Gli americani lo cercavano dagli anni ’90, quando lo mancarono almeno in tre occasioni; un ipoteca che ancora grava sulla presidenza Clinton. All’epoca Bin Laden guidava la sua milizia privata in Afghanstan, viveva in una cittadella fortificata alle porte di Kandahar e viaggiava sulle strade al confine col Pakistan che aveva fatto costruire durante la guerra anti-sovietica con i mezzi dell’azienda edile di famiglia. Ma il grande fallimento americano risale alla fine del 2001, ad Afghanistan ormai invaso, le radiotrasmittenti gracchiavano gli ultimi ordini dello sceicco del terrore ai suoi uomini, rintanato nelle grotte di Tora Bora.
L’assedio venne condotto da soli 70 militari americani. A seguire l’operazione c’erano 100 giornalisti. Ormai spacciato Bin Laden fuggi’ comprandosi i mercenari afghani che aiutavano gli americani.
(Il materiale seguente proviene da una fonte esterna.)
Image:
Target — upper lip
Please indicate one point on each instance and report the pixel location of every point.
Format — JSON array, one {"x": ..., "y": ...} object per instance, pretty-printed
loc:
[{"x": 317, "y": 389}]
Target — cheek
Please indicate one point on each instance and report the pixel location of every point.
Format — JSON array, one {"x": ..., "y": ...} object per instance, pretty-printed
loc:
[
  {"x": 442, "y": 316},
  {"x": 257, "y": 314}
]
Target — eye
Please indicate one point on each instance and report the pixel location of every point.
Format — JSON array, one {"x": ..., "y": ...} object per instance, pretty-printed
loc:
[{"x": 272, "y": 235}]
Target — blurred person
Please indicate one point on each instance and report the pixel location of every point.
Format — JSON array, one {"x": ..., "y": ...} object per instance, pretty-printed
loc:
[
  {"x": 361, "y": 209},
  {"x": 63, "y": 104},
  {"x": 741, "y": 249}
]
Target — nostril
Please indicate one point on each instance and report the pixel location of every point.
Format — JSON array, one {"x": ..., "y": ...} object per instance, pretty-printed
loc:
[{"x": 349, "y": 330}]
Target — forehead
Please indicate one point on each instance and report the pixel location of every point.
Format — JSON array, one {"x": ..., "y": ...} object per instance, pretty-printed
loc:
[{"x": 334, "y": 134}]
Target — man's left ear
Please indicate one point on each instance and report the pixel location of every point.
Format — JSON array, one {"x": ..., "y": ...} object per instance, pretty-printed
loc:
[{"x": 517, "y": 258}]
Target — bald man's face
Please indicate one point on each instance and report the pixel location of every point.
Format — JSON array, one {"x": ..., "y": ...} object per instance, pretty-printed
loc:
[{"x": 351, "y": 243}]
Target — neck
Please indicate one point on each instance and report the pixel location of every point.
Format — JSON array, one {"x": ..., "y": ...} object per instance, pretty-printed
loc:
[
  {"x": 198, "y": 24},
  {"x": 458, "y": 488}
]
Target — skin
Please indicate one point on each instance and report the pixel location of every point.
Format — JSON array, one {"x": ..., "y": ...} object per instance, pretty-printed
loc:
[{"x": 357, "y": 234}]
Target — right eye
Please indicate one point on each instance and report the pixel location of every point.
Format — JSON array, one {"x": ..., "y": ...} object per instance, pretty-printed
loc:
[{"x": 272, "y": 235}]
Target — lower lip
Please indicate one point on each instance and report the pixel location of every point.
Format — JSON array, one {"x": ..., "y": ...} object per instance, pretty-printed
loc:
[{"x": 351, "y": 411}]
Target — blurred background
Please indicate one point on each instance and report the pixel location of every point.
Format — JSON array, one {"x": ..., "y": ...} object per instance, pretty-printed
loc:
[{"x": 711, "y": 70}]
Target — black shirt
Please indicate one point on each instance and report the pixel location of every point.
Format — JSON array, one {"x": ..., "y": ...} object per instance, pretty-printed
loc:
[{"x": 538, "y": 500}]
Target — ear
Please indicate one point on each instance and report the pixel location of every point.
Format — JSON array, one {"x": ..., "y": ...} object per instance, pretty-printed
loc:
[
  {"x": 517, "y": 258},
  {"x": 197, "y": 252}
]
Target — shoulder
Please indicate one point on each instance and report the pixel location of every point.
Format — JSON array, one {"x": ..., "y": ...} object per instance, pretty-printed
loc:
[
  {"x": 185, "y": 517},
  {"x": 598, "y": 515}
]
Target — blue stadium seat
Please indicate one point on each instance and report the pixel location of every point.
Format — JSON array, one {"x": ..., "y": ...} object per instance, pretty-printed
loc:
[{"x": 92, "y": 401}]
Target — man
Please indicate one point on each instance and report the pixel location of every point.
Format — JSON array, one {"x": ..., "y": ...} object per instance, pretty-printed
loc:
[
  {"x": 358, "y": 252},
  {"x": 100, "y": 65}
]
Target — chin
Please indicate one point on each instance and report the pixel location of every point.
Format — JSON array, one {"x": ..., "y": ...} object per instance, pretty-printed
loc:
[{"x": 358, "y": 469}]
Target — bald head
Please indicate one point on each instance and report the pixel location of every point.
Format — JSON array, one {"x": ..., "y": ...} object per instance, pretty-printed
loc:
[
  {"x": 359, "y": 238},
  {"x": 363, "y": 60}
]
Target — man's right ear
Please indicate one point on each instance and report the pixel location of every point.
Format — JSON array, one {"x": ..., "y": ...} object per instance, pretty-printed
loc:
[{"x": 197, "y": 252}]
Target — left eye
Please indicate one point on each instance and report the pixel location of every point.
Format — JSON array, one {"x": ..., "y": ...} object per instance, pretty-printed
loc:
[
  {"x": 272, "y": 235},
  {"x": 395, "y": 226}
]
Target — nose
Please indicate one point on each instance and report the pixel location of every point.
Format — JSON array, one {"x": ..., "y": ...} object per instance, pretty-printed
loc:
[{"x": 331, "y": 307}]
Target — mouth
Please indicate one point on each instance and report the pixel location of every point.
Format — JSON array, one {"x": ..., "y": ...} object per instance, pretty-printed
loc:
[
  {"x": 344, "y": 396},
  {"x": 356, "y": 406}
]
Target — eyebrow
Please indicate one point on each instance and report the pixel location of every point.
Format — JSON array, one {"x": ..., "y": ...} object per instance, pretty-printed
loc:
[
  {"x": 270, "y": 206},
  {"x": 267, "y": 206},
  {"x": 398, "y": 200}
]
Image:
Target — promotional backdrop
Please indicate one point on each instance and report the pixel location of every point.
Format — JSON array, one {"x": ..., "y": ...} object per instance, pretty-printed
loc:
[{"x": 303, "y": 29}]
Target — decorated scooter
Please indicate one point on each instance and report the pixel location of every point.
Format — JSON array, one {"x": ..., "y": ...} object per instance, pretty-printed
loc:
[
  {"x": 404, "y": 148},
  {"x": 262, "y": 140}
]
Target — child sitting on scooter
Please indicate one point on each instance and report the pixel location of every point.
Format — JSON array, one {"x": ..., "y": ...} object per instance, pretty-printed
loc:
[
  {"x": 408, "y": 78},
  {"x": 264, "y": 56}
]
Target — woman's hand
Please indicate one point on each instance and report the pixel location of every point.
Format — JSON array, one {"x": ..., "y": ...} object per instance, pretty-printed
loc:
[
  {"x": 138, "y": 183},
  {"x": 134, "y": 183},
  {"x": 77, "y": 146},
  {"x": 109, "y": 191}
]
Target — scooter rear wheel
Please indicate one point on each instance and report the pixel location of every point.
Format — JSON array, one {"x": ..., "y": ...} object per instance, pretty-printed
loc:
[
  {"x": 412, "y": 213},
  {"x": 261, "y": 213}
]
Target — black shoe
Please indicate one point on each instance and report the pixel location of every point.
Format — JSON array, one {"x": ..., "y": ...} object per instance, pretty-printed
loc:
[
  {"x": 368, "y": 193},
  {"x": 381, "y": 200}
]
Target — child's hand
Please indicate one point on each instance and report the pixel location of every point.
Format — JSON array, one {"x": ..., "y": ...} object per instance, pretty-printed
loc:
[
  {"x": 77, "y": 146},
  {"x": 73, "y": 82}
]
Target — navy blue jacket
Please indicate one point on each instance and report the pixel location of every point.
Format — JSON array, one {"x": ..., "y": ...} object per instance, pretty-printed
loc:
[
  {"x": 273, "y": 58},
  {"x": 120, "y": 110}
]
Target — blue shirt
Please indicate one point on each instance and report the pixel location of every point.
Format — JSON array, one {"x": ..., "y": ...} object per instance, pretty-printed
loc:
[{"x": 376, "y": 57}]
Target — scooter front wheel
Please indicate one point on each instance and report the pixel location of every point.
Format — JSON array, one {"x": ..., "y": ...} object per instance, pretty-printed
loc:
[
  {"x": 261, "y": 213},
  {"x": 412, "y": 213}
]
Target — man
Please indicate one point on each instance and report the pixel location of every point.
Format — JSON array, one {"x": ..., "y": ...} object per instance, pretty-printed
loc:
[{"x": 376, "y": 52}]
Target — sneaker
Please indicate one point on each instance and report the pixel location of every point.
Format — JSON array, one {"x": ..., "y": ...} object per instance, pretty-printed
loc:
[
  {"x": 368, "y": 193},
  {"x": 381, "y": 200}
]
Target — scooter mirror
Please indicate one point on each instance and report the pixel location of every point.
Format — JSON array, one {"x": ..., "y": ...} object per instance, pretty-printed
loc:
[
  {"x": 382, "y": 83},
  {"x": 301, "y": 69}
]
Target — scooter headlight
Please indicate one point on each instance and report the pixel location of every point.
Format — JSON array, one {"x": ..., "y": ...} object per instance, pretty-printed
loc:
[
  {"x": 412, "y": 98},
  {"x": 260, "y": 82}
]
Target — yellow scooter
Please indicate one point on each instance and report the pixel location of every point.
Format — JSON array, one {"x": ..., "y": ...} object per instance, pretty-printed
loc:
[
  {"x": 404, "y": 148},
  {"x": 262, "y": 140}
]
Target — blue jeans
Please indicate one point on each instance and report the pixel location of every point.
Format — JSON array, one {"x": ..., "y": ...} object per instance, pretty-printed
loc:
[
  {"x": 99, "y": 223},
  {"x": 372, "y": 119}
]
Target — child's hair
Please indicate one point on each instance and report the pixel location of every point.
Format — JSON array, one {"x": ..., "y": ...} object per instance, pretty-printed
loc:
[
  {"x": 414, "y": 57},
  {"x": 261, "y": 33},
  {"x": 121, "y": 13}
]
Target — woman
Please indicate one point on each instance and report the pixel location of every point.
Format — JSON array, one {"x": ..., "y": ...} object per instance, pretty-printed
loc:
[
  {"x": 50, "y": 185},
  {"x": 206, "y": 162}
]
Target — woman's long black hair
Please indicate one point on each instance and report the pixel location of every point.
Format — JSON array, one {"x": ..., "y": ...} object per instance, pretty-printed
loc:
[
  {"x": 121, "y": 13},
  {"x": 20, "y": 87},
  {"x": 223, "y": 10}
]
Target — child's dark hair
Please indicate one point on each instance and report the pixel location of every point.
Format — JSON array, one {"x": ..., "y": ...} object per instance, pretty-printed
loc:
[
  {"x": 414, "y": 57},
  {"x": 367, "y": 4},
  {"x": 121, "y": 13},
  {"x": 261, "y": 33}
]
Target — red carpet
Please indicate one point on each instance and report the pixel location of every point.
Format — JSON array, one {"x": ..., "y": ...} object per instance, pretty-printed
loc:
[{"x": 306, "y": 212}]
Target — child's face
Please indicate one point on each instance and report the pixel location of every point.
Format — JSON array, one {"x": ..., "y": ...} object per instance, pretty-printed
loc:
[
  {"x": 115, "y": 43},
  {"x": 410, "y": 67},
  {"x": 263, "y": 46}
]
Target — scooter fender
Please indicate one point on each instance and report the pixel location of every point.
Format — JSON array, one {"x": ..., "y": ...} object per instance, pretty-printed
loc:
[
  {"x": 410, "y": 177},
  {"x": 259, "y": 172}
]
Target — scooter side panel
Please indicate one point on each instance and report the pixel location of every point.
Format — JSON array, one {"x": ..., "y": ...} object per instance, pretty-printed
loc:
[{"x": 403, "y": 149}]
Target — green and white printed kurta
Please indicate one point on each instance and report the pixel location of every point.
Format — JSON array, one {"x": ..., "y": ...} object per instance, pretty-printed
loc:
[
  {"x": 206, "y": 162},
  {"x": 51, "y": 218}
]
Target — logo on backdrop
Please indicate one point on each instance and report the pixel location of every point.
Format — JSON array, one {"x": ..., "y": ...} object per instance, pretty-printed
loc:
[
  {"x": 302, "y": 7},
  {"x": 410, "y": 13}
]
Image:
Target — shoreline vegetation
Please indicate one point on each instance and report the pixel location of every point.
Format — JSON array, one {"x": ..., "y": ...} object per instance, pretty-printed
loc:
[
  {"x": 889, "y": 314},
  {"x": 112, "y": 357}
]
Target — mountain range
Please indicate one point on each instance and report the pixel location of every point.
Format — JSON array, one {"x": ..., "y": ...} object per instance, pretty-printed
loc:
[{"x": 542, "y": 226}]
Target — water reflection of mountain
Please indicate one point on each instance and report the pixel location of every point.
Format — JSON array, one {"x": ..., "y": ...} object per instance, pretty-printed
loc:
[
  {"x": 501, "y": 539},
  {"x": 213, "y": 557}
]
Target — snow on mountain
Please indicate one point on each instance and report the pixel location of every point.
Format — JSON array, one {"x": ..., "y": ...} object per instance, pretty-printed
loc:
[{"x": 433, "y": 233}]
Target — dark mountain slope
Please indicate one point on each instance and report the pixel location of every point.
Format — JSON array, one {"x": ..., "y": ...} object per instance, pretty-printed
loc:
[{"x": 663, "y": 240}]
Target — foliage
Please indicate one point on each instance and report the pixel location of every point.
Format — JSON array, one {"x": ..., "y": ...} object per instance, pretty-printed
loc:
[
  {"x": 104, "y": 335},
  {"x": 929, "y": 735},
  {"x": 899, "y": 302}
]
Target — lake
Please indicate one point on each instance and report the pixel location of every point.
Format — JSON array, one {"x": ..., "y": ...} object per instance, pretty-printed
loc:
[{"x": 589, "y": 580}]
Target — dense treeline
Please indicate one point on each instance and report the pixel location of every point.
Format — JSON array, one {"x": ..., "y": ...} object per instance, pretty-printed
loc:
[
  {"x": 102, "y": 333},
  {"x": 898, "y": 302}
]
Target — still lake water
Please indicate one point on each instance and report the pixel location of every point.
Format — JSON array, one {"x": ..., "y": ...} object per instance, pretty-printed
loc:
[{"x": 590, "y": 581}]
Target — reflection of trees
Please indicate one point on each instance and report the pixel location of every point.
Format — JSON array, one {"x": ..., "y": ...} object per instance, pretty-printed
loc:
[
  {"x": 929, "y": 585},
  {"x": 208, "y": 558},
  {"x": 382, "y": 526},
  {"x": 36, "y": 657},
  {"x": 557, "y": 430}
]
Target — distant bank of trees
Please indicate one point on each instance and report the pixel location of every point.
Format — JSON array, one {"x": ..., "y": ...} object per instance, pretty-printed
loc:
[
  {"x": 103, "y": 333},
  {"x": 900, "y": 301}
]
Da allora si è favoleggiato sul suo nascondiglio, ma era ormai chiaro che non fosse in uno dei remoti scenari montani dove amava farsi riprendere.
E così l’hanno preso dove la resistenza afghana anti-sovietica ha fatto base per anni, tra Peshawar e Islamabad in Pakistan, a cento metri da una base militare pakistana. La vera novità che racconta la morte di Bin Laden è proprio l’atteggiamento dei servizi pakistani. L’Isi che negli anni hanno organizzato i mujaheddin, poi creato i talebani e che ora sostengono la guerriglia anti-occidentale in Afghanistan.
Sin’ora avevano bloccato ogni operazione americana sul loro territorio, tra sabotaggi e soffiate, come quando avevano arrestato a Karachi il capo militare dei talebani afghani per far fallire le trattative di pace sul governo Karzai. Se davvero l’Isi ha cambiato rotta, le prossime fermate per le forze speciali americane potrebbero essere il rifugio di Al Zawahiri, braccio destro di Bin Laden, e quello del Mullah Omar, leader indisscusso dei talebani. Entrambi rifuggiati in Pakistan, secondo più fonti.
A proposito di fonti, a chi sarà andata la taglia di 25 milioni di dollari che pesava sulla testa di Osama?